Standing there motionless, the priest, his eyes scanning the salon under half-closed lids, made a movement which he immediately suppressed. He had just caught sight of Abbé Fenil behind a veritable barricade of skirts, stretched out in an easy chair, smiling discreetly. Their eyes met, they stared at one another for a second or two, in the manner of two duellists about to begin a fight to the death. Then there was a rustle of skirts and the assistant bishop vanished again in a cloud of lace.

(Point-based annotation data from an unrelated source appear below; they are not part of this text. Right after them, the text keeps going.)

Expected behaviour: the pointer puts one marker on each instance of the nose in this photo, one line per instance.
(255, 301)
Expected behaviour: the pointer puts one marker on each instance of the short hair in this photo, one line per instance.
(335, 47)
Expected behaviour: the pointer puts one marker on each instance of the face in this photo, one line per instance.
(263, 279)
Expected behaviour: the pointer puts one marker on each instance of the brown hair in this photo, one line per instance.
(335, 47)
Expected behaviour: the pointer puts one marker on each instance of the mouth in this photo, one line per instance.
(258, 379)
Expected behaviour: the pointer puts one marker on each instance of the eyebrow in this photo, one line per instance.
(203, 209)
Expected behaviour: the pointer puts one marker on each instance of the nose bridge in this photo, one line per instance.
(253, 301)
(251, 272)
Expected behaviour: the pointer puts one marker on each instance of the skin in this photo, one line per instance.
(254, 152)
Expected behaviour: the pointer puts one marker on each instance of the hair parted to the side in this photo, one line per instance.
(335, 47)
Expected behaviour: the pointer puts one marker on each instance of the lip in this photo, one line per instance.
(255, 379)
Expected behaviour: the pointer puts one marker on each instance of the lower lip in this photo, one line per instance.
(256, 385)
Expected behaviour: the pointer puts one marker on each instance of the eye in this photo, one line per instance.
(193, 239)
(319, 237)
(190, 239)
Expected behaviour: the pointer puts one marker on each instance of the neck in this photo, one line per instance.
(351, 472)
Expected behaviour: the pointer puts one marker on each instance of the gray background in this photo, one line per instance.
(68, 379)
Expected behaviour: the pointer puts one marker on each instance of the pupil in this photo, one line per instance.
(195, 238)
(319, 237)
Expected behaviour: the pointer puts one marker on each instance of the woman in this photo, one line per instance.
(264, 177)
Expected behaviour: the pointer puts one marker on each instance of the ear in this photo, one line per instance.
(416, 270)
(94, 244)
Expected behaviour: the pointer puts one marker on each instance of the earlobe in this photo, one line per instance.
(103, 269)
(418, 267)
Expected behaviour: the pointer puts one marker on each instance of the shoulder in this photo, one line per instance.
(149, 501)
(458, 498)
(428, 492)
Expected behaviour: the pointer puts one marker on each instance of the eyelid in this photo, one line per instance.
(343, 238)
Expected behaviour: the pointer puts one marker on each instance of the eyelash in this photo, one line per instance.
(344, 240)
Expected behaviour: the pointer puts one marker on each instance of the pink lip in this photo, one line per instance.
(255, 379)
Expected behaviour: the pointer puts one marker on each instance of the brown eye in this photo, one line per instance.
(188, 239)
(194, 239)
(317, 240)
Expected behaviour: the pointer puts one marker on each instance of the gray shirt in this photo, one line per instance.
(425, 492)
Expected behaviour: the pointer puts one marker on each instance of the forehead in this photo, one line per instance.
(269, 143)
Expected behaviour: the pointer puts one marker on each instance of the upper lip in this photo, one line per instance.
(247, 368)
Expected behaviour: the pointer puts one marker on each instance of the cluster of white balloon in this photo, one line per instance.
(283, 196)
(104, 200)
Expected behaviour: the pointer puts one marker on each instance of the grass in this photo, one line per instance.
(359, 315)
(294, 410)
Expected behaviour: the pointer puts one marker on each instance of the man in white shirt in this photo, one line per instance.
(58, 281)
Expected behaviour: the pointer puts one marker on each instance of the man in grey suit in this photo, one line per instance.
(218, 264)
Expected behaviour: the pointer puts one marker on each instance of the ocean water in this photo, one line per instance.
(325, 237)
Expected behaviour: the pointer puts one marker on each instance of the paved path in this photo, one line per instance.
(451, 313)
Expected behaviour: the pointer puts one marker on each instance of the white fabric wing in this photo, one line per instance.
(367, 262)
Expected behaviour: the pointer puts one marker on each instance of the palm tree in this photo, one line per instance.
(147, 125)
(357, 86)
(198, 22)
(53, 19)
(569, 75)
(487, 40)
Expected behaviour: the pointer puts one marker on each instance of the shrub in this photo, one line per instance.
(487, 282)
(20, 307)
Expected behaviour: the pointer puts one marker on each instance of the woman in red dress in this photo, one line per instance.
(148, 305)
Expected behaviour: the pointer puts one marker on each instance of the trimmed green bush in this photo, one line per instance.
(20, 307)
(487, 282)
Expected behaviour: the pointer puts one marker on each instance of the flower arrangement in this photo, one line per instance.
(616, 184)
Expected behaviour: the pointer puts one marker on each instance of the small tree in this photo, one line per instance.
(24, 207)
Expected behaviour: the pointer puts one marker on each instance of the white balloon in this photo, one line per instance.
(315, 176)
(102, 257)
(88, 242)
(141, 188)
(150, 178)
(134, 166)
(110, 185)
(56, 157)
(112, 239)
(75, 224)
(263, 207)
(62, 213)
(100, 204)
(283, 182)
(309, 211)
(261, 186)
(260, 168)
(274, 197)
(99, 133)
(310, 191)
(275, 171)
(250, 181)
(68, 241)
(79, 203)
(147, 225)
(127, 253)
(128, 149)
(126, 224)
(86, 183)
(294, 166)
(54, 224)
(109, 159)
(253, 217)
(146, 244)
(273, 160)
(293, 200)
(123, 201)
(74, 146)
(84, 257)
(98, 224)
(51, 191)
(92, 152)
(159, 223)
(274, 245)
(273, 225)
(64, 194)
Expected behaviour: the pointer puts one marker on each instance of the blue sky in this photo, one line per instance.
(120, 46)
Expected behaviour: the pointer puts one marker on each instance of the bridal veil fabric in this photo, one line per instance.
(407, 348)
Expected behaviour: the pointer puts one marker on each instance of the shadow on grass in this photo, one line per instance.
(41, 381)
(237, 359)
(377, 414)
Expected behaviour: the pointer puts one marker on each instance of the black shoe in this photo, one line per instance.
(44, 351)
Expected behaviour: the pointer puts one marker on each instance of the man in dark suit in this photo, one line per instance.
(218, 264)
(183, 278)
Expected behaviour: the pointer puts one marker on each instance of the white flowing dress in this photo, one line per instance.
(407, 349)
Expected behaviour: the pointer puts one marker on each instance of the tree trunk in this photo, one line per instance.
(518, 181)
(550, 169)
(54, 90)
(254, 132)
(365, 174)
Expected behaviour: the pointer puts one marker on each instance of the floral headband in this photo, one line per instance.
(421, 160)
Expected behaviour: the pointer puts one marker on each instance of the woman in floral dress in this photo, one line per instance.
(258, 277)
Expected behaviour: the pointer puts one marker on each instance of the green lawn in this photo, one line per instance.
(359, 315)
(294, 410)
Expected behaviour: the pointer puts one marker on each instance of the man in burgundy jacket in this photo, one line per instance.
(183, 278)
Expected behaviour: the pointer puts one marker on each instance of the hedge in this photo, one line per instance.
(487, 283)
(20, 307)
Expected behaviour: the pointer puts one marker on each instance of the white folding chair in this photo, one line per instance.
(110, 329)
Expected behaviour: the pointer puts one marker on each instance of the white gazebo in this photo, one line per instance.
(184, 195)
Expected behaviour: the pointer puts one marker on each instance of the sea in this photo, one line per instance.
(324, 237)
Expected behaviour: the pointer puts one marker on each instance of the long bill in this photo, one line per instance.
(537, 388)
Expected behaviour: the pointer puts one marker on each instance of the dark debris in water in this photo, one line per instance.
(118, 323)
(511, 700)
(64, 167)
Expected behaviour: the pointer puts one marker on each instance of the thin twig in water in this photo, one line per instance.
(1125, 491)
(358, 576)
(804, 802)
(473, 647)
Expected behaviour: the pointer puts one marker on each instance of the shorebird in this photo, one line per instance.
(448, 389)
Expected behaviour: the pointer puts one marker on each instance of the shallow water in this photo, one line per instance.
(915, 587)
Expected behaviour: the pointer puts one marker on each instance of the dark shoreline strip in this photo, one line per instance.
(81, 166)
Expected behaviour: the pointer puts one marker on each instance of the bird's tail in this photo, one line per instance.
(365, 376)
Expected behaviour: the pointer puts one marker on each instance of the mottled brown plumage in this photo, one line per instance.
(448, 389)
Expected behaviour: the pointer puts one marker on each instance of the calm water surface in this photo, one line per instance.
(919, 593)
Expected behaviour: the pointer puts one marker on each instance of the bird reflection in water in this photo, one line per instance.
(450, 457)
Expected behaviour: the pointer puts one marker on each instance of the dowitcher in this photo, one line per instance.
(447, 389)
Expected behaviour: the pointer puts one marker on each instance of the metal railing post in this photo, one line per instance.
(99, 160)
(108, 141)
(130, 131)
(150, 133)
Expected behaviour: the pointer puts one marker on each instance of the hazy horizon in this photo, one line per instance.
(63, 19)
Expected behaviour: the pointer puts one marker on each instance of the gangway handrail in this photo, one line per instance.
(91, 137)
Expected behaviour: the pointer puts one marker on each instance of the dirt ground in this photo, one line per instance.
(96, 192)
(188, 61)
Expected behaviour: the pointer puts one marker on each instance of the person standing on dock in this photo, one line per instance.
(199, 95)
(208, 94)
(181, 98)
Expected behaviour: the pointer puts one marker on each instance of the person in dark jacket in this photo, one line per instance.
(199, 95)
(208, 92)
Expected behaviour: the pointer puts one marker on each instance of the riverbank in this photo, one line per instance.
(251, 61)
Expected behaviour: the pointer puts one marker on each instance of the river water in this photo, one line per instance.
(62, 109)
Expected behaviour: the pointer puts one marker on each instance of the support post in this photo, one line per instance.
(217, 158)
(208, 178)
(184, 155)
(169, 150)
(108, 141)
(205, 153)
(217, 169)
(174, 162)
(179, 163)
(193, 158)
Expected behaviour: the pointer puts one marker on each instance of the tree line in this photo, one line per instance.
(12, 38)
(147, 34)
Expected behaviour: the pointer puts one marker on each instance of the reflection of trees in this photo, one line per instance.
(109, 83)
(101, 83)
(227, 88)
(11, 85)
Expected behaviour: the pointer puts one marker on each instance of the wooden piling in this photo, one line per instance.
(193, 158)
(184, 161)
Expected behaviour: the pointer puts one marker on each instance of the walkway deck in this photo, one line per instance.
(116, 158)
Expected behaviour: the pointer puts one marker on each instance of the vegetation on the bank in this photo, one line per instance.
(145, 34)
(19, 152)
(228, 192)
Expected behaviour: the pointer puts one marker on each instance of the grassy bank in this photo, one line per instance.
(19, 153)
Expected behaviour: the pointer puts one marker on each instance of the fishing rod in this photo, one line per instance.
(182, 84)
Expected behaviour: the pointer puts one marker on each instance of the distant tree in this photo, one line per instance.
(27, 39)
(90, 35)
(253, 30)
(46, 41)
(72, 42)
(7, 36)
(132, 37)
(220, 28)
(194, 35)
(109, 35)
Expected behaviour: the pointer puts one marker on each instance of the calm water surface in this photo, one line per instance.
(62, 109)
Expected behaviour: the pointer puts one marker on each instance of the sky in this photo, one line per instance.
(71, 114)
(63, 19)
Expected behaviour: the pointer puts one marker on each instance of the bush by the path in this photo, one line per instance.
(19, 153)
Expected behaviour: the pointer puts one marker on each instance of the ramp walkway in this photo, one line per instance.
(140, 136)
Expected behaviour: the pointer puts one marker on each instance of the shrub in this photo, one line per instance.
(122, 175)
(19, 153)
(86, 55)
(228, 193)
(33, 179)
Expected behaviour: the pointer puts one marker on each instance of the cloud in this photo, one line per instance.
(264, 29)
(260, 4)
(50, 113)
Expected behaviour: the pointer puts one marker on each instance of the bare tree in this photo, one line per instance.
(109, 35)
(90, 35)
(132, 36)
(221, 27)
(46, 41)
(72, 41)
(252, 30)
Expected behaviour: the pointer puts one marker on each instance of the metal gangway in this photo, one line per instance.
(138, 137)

In the meantime, Félicité had expertly manoeuvred herself into a position near the piano, where she installed the elder of the two Rastoil girls, who had a nice voice and sang ballads. Then, when she could speak without being overheard, she drew Abbé Faujas into a window recess, and enquired:
‘What did you do to Abbé Fenil then?’
They went on talking in low voices. The priest had first of all pretended to be surprised. But when Madame Rougon whispered a few words and accompanied them with shoulder-shrugging, he seemed to open up, and start chatting. They were both smiling and apparently exchanging civilities, but the gleam in their eyes gave the lie to this banal play-acting. The piano stopped, and the elder of the two girls was prevailed upon to sing the ‘Colombe du soldat’ which was very popular at that time.
‘Your introduction into society is most unfortunate,’ murmured Félicité. ‘You have made yourself into an impossible guest, I advise you not to come back here for some time… You have to win friends, you understand? If you try strong-arm tactics you will be lost.’